Adapp : Execution of an OpenMP/multithread parallel code in batch

Jobs on all of the nodes are managed by the LoadLeveler software. They are distributed in the classes principally in function of the Elapsed time, the number of cores and the memory requested. You can consult the overall class structure on Ada and Adapp.
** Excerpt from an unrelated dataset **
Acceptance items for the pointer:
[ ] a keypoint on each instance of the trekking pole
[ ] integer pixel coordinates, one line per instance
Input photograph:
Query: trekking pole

To submit a multithread job in batch from Adapp, you must:

  • Create a submission script. Here is an example stocked in the file openmp.ll :

    openmp.ll
    # Arbitrary name for the LoadLeveler job
    # @ job_name = OpenMP
    # Standard output file for the job
    # @ output   = $(job_name).$(jobid)
    # Error output file for the job
    # @ error    = $(job_name).$(jobid)
    # Job type
    # @ job_type = serial
    # Number of threads requested (here 4)
    # @ parallel_threads = 4
    # Specific to Adapp
    # @ requirements = (Feature == "prepost")
    # Max. Elapsed Time, hh:mm:ss (here 30mn)
    # @ wall_clock_limit = 00:30:00
    # @ queue
     
    # To print an echo of each command in the output file
    set -x
    # Temporary directory for execution
    cd $TMPDIR
    # The LOADL_STEP_INITDIR variable is automatically set by
    # LoadLeveler, its value is the directory where the llsubmit command was typed
    cp $LOADL_STEP_INITDIR/a.out .
    # Max. STACK memory (default 4MB) requested (here 16 MB) for the private
    # variables of each thread
    export KMP_STACKSIZE=16m
    # OMP_STACKSIZE is also suitable for the same purposes
    #export OMP_STACKSIZE=16m
    # Execution
    ./a.out
  • Submit this script via la command llsubmit :

    $ llsubmit openmp.ll

Comments :

  • Do not forget the keyword # @ requirements = (Feature == “prepost”); otherwise, your calculation will be carried out on the “normal” Ada compute nodes.
  • In this example, let us suppose that the executable file a.out is found in the submission directory which is the directory in which we enter the command llsubmit (the variable LOADL_STEP_INITDIR is automatically set by LoadLeveler).
  • The output file of the Mpi.numero_job computation is also found in the submission directory.
  • It is created as soon as the job execution begins; editing or modifying it while the job is running can disrupt the execution.
  • The keyword parallel_threads indicates the number of reserved cores: one thread per core.
  • The default memory reserved per core (or per thread) is 3.5 GB. At the maximum, this value can be set to 30 GB. The keyword #@as_limit specifies a per process limit. If the process generates 4 threads and needs 30 GB per thread, the memory limit must be set to 4 * 30.0gb : # @ as_limit = 120.0gb.
  • The private OpenMP variables are stocked in STACK zones associated with each thread. Each STACK zone is default limited to 4MB. To go beyond this limit and to go, for example, up to 16MB per thread, it is necessary to use the environment variable KMP_STACKSIZE (=16m) or OMP_STACKSIZE (=16m). Note that the value of OMP_STACKSIZE is automatically adjusted to the value of KMP_STACKSIZE when this one has been positioned.
  • The keyword # @ environment allows defining the environment variables on LoadLeveler. Do not use this keyword for certain variables specific to OpenMP or multithreading (such as OMP_NUM_THREADS) because these are defined automatically and set by LoadLeveler at the beginning of the job execution.